Accelerating Parallel Programming in Python with Taichi Lang on AMD GPUs#

Taichi Lang is an open-source, imperative, parallel programming language for high-performance numerical computation. It is embedded in Python and uses just-in-time (JIT) compiler frameworks (e.g. LLVM) to offload the compute-intensive Python code to the native GPU or CPU instructions. The language has broad applications spanning real-time physical simulation, numerical computation, augmented reality, artificial intelligence, vision and robotics, visual effects in films and games, general-purpose computing, and much more [1].
Taichi’s imperative programming paradigm distinguishes it from frameworks like PyTorch and allows for flexible programming with no particular programming patterns for writing numerical computations (e.g. element-wise operations).

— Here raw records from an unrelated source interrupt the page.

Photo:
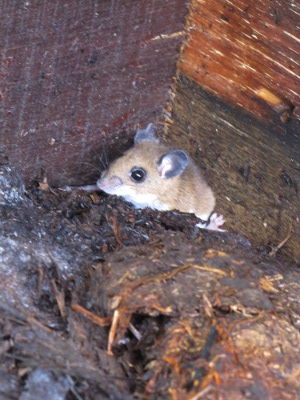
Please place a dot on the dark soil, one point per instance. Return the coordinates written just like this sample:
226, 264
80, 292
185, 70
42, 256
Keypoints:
99, 300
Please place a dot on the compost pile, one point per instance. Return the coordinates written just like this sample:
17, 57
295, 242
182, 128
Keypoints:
99, 300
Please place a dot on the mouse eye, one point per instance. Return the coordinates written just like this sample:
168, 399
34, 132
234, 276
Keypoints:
137, 174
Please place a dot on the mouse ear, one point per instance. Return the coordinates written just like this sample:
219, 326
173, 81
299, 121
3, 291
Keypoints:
145, 135
172, 164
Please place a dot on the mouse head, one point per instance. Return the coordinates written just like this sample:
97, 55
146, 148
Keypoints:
146, 174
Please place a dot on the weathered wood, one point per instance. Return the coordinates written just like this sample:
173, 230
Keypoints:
250, 149
247, 54
79, 76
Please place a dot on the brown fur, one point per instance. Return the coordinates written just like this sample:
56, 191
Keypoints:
187, 192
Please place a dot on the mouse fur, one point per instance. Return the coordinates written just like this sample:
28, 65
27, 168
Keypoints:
172, 181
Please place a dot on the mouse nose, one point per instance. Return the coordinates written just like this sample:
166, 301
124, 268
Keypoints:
108, 183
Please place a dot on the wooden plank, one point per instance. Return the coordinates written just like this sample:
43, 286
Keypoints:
79, 76
236, 109
247, 54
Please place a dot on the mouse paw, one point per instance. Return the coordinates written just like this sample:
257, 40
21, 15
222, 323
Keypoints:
214, 223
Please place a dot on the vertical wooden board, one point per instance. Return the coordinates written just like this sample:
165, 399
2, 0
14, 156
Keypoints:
253, 169
236, 109
77, 76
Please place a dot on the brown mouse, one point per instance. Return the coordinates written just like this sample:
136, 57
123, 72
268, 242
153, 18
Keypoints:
152, 175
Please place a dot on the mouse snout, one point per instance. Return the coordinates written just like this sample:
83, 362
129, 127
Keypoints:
108, 183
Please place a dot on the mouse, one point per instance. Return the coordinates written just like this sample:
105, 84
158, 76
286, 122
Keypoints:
154, 175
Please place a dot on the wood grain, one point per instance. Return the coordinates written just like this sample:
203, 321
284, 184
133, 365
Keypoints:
77, 77
247, 54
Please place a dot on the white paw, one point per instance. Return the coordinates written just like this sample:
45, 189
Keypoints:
214, 224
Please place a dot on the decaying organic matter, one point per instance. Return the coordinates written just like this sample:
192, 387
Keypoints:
101, 300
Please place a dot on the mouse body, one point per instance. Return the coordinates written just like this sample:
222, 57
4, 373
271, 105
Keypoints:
153, 175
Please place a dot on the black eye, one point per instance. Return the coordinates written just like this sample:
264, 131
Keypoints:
137, 174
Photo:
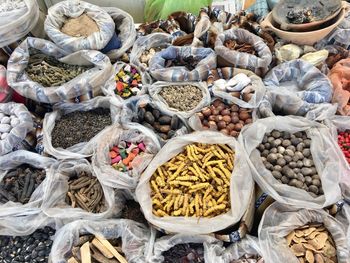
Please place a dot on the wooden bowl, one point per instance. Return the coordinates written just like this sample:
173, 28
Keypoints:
303, 38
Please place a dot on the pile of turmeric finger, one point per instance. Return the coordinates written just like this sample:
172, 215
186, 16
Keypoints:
91, 249
194, 183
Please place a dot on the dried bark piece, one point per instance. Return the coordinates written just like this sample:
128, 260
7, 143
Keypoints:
309, 256
298, 250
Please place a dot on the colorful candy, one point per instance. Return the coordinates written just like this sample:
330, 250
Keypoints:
123, 155
128, 82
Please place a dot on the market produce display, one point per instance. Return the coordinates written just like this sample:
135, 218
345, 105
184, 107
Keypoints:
211, 137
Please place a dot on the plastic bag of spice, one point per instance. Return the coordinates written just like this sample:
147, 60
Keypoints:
74, 192
225, 83
24, 177
281, 222
134, 237
125, 28
98, 24
185, 248
297, 88
146, 47
246, 250
180, 98
143, 110
182, 64
242, 49
72, 130
240, 187
295, 161
81, 73
340, 78
123, 153
15, 123
17, 19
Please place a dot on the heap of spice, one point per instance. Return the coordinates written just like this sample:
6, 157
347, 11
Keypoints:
49, 72
79, 126
240, 47
81, 26
195, 182
35, 247
147, 55
249, 259
19, 184
96, 249
182, 97
288, 157
226, 118
124, 153
85, 191
164, 125
312, 243
128, 82
188, 62
181, 253
7, 123
344, 143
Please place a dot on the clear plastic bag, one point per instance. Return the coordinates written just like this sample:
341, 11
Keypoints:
19, 132
101, 160
256, 83
89, 82
54, 204
59, 13
161, 104
163, 244
83, 149
279, 220
230, 58
18, 23
16, 159
206, 58
325, 153
129, 110
241, 187
297, 88
124, 23
134, 237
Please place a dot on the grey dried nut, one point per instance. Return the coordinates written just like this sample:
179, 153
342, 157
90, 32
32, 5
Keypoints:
286, 143
175, 122
149, 118
276, 174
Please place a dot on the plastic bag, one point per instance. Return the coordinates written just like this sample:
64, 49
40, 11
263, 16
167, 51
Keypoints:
206, 58
297, 88
18, 133
89, 82
325, 152
101, 160
133, 235
144, 43
130, 110
227, 73
161, 104
60, 12
279, 220
124, 23
15, 159
241, 187
83, 149
258, 64
18, 23
248, 245
211, 246
54, 204
340, 78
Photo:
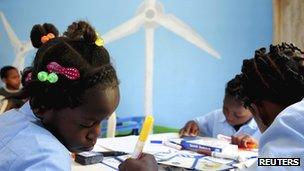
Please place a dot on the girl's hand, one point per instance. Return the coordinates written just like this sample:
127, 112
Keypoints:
190, 129
146, 162
244, 141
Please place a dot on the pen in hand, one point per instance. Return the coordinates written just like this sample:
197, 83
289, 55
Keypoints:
146, 128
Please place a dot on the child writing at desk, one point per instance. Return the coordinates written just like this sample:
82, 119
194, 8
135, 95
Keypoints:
232, 119
72, 87
273, 85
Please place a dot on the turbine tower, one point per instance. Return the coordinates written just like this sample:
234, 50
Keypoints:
150, 14
20, 48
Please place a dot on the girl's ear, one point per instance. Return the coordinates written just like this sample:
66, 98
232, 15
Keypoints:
3, 80
255, 110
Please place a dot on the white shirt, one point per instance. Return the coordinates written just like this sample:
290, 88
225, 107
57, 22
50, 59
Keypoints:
26, 145
215, 123
284, 138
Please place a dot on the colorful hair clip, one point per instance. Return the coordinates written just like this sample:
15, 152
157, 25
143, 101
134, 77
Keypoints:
43, 76
47, 37
70, 73
99, 41
28, 77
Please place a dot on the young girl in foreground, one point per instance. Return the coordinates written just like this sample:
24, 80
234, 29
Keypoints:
72, 87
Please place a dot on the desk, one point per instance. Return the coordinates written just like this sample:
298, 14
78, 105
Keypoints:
125, 144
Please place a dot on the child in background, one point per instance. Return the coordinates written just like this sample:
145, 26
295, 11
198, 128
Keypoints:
11, 78
273, 90
72, 87
232, 119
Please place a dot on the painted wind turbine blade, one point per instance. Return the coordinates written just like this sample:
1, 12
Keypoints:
150, 2
178, 27
149, 71
11, 34
19, 61
125, 29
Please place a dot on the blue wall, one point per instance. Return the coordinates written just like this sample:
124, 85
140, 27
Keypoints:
187, 81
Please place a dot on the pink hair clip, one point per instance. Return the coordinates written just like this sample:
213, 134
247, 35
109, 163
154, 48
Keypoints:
28, 77
70, 73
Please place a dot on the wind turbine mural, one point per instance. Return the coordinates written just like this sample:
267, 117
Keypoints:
20, 48
150, 14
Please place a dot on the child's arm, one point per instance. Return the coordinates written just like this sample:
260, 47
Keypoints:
190, 129
244, 141
145, 163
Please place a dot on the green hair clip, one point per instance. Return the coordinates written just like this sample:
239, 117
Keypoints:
43, 76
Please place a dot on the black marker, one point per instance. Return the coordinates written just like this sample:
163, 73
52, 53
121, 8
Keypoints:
112, 153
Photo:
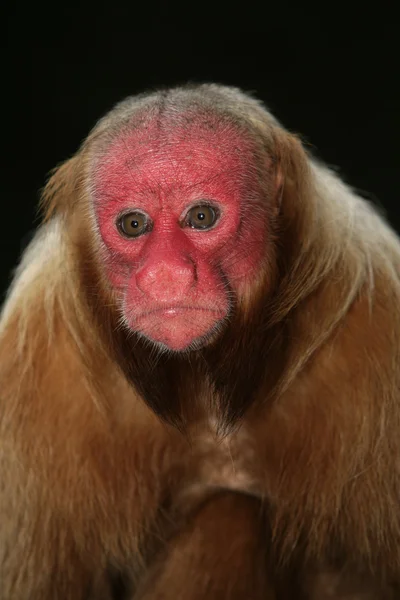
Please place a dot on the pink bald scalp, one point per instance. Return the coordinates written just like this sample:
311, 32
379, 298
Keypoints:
175, 283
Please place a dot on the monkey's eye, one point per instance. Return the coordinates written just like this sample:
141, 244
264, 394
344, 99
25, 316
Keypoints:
202, 216
133, 224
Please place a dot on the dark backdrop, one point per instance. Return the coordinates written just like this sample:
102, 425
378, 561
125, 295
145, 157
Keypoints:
330, 75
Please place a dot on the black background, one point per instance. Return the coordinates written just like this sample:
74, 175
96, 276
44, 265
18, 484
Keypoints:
330, 75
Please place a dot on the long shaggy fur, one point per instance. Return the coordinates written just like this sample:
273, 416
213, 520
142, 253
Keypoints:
304, 386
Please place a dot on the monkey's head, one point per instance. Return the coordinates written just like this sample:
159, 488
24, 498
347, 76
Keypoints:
180, 205
184, 190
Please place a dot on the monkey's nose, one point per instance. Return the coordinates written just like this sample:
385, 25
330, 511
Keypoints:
166, 281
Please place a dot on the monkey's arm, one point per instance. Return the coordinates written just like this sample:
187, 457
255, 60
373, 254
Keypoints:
221, 553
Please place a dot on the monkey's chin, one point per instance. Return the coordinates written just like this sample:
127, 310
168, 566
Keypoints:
180, 330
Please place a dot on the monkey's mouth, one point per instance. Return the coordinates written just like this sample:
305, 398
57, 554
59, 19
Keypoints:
178, 327
179, 310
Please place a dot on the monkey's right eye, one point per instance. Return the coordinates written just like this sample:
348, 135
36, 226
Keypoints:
133, 224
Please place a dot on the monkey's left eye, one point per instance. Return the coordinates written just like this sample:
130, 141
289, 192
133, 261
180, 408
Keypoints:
133, 224
202, 216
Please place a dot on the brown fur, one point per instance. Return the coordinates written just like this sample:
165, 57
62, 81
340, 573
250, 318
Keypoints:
297, 403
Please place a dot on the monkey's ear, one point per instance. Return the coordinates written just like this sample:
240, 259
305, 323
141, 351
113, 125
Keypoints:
291, 167
62, 188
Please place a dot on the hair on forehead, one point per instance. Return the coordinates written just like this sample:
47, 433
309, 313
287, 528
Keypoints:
228, 104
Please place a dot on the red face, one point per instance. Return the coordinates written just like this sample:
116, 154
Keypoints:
179, 214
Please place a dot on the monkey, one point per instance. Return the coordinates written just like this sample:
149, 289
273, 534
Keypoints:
199, 367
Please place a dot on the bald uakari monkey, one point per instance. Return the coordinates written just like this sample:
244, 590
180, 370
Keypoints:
200, 368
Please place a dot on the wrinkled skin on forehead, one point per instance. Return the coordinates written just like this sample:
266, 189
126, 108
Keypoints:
176, 284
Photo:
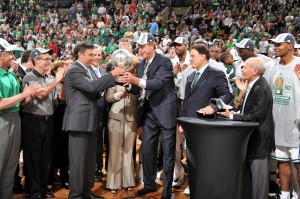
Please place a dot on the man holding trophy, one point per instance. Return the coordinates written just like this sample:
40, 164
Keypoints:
158, 110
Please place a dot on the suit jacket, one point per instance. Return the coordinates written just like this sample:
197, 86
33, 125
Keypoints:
160, 90
21, 72
124, 109
102, 105
212, 84
81, 112
258, 108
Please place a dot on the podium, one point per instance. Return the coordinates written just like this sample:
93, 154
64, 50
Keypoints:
216, 152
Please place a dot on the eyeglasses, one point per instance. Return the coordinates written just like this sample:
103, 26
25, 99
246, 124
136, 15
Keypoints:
46, 59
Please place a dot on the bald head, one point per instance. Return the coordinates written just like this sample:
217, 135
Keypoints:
258, 64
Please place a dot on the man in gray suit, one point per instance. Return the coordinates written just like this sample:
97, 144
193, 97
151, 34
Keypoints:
81, 119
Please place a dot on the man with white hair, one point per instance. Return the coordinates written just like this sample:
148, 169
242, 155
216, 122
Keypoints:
257, 107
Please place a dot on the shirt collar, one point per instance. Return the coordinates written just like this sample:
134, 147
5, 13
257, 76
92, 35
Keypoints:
24, 68
3, 72
252, 83
38, 74
94, 68
82, 65
201, 70
150, 60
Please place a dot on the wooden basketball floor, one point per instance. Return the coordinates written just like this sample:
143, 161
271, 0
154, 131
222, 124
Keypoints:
99, 189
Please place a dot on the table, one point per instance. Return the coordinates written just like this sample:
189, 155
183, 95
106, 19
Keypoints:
216, 152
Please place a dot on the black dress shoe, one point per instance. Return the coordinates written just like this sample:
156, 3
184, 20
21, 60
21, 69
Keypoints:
48, 195
144, 191
65, 186
99, 173
165, 197
18, 189
96, 197
98, 179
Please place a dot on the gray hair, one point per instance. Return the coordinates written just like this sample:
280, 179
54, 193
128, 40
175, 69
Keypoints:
257, 63
96, 46
126, 44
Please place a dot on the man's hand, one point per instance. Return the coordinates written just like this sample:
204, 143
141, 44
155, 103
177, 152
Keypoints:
242, 85
60, 74
121, 93
184, 67
176, 69
14, 67
297, 70
129, 79
118, 71
226, 113
207, 110
31, 90
140, 131
180, 129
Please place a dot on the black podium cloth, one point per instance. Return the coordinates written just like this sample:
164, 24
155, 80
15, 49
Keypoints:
216, 152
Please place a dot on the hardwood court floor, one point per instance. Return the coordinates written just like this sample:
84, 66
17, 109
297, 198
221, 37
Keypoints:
99, 189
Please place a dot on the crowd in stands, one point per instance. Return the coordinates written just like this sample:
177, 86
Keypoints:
220, 24
38, 24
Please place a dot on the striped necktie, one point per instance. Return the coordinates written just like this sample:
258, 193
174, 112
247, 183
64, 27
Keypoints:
195, 80
143, 90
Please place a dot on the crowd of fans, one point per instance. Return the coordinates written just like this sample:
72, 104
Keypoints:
37, 24
220, 24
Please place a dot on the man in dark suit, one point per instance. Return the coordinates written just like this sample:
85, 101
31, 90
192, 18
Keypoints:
97, 72
158, 112
25, 67
257, 107
81, 119
204, 84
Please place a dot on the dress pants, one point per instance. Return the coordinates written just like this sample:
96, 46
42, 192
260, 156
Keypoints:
82, 158
256, 179
38, 145
152, 129
178, 168
10, 139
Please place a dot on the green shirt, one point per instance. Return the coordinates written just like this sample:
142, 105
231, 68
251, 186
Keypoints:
9, 87
122, 32
94, 10
111, 48
115, 34
229, 45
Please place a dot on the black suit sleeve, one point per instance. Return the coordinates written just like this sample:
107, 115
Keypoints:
163, 74
82, 82
221, 87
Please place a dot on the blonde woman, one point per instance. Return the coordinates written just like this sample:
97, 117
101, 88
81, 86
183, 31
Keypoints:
122, 129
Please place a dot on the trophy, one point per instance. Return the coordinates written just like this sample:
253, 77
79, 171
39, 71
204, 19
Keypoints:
121, 58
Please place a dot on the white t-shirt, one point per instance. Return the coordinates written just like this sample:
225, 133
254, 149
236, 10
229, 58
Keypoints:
263, 46
286, 103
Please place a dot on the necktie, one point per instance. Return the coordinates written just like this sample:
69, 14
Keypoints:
90, 74
246, 96
143, 90
195, 80
97, 72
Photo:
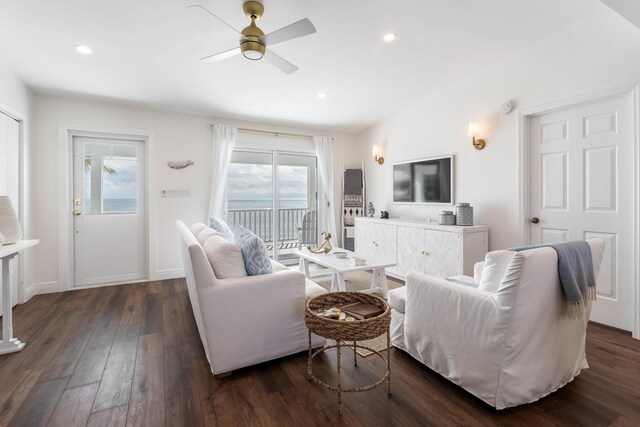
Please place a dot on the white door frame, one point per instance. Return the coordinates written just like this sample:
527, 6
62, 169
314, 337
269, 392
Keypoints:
24, 278
525, 116
66, 133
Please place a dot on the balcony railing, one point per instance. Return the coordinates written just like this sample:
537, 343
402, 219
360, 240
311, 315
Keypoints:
260, 220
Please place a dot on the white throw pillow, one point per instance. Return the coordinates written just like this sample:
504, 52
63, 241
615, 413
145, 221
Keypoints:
495, 264
225, 258
206, 233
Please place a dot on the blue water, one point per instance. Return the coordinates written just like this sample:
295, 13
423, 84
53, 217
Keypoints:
114, 205
266, 204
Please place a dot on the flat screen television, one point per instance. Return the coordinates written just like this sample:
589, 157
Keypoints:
424, 181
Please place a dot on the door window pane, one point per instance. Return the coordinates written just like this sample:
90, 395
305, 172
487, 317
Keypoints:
250, 194
110, 179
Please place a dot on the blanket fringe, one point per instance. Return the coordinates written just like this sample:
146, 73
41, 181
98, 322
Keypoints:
577, 308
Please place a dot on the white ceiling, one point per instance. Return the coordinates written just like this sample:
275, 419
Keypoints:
147, 51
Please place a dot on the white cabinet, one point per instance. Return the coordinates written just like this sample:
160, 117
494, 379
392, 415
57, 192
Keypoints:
377, 242
438, 250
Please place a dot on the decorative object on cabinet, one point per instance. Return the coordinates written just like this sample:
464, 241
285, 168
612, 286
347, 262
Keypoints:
180, 165
371, 210
325, 247
438, 250
474, 132
464, 214
377, 154
447, 218
353, 204
9, 224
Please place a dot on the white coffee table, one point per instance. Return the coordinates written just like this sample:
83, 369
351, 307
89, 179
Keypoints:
341, 266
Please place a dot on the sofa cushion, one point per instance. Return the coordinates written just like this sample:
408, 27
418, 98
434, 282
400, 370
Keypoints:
225, 257
397, 299
495, 264
312, 289
205, 234
254, 252
221, 227
197, 227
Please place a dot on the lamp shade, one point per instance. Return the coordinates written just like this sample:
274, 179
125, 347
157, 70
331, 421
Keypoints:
474, 129
9, 224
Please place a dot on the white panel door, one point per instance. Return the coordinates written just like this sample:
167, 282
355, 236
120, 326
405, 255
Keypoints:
10, 183
109, 236
581, 183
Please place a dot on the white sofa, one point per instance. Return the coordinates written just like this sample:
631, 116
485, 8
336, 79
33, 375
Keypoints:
508, 347
246, 320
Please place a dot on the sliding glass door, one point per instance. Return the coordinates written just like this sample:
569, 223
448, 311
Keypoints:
274, 194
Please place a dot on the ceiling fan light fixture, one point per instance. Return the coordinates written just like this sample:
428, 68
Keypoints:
83, 49
389, 37
252, 49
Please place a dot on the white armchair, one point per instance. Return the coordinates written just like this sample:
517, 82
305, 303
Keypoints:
508, 347
246, 320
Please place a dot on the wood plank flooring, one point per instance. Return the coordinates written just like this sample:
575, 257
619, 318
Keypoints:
131, 355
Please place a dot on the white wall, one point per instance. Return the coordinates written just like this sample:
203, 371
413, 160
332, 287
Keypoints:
599, 52
178, 137
17, 100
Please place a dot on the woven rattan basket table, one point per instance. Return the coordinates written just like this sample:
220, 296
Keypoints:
341, 330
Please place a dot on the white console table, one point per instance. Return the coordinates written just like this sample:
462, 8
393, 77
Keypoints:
9, 344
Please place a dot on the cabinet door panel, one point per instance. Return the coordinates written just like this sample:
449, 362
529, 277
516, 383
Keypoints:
411, 246
443, 253
376, 241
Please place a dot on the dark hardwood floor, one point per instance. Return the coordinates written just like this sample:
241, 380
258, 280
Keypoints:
132, 355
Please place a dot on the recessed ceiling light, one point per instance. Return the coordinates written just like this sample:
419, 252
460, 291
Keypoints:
389, 37
85, 50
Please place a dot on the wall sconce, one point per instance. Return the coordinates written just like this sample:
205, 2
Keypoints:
474, 132
377, 154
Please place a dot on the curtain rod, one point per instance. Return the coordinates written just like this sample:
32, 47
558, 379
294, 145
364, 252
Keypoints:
268, 132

This flexible, imperative programming paradigm allows the user to write large amounts of code in a single kernel. Taichi also has its own intermediate representation which enables optimizations that are not dependent on the accelerator and compiler backends like common subexpression elimination, dead code elimination, control flow graph analysis, etc. Taichi also goes beyond a Python JIT compiler. Taichi decouples the computation from data structures with a set of generic data containers, called SNodes [2]. SNodes can be used to compose hierarchical, dense or sparse, multi-dimensional fields conveniently [3].
This blog is a guide for programming with Taichi Lang on AMD Instinct GPUs. In this blog, we provide an overview of Taichi, instructions for installing Taichi and several examples for running a Taichi program on AMD Instinct GPUs.
Getting Started with Taichi#
When writing compute-intensive tasks, users can make use of the two decorators @ti.func
and @ti.kernel
.
Functions decorated with @ti.kernel
are kernels that serve as the entry points where Taichi’s runtime takes over the tasks,
and they must be directly invoked by Python code. Functions decorated with @ti.func
are building blocks of kernels and can only be
invoked by another Taichi function or a kernel. These decorators instruct Taichi to take over the computation tasks and
compile the decorated functions to machine code using JIT compiler.
As a result, calls to these functions are executed on multi-core CPUs or GPUs.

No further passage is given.